New Zealand phasing out COVID-19 elimination strategy
New Zealand's government on Monday announced that it will transition away from its focus on completely eliminating COVID-19 and instead implement an approach that also takes into account vaccination rates, AP reports.
Why it matters: The announcement signals a change from New Zealand's prevailing policies throughout the pandemic — which have been dominated by a zero-tolerance approach to the virus through strict lockdowns and contact tracing.
- New Zealand entered the highest lockdown level in August after detecting its first community case in nearly six months.
- The stringent lockdown measures were not sufficient to crush the outbreak entirely, AP reports.
Details: The new plan — effective Tuesday — will allow residents of Auckland, which has been on lockdown, to meet outdoors with individuals from one other household, and early childhood centers to reopen.
- The dates for a phased reopening of retail stores and eventually bars and restaurants have not yet been determined.
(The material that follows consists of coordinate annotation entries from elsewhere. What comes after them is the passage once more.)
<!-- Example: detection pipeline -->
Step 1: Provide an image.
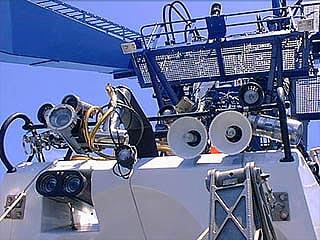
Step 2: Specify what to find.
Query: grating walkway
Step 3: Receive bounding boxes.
[28,0,141,41]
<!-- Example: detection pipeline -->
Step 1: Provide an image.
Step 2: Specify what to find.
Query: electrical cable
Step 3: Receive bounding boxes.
[0,113,35,173]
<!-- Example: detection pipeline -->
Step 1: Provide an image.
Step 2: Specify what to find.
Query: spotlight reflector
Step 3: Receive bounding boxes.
[209,111,252,155]
[36,172,58,196]
[62,172,85,196]
[167,117,208,159]
[46,104,77,131]
[239,82,264,107]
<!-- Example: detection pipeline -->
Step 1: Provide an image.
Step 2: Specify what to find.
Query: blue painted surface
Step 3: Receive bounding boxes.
[0,0,129,72]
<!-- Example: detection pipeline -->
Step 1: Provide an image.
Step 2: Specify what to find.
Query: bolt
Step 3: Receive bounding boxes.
[280,211,289,221]
[279,193,287,201]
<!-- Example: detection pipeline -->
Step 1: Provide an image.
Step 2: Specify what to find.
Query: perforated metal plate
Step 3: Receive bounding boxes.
[133,34,308,87]
[295,76,320,120]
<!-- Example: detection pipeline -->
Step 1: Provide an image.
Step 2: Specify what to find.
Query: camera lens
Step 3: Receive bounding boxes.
[63,175,84,195]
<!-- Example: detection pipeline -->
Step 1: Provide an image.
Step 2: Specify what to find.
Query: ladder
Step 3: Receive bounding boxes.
[27,0,141,42]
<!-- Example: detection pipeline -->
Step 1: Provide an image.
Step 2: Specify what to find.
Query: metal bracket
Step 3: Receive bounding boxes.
[270,192,290,221]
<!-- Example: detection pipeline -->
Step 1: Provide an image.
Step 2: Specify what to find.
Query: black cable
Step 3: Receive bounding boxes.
[0,113,32,173]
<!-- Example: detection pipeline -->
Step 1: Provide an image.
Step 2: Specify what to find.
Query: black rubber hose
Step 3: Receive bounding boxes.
[277,87,294,162]
[0,113,32,173]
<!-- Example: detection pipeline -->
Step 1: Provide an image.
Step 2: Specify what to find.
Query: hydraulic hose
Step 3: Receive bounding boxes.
[0,113,32,173]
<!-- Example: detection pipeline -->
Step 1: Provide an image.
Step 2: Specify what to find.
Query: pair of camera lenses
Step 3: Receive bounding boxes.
[36,171,86,197]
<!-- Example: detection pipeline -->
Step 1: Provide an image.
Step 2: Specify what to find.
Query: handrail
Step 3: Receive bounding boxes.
[28,0,141,41]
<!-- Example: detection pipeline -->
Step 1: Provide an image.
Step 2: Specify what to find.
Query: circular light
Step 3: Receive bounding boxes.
[37,103,54,124]
[239,82,264,107]
[63,175,84,195]
[46,104,76,130]
[38,174,58,195]
[61,94,79,110]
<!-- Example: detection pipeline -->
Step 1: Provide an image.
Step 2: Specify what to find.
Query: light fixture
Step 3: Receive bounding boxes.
[239,82,264,107]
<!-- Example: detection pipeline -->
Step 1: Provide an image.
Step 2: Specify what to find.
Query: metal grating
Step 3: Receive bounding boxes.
[28,0,141,41]
[222,43,272,76]
[133,35,303,87]
[295,76,320,115]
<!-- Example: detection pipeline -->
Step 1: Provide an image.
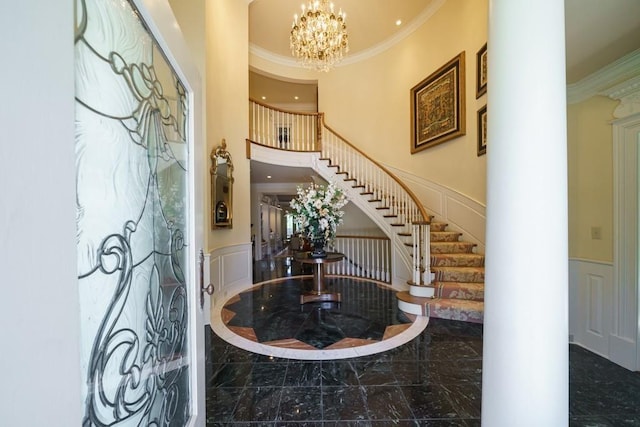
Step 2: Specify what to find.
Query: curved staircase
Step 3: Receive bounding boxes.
[396,222,484,323]
[247,100,484,323]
What she's saying: "With this outbreak and Delta the return to zero is incredibly difficult," Prime Minister Jacinda Ardern said during a news conference.
- "But that is OK. Elimination was important because we didn’t have vaccines. Now we do, so we can begin to change the way we do things," she added.
- "Vaccines will mean that in the future we can do things differently … but even then, our strategy remains: that while cases will continue, we want to control the virus, stamp out cases, and prevent hospitalizations, but with vaccines we have more options on how we do that," Ardern said, per the Guardian.
Go deeper: New Zealand to gradually reopen to the world next year
Editor's note: This story has been updated to clarify that residents of Auckland will be allowed to meet outdoors with individuals from another household.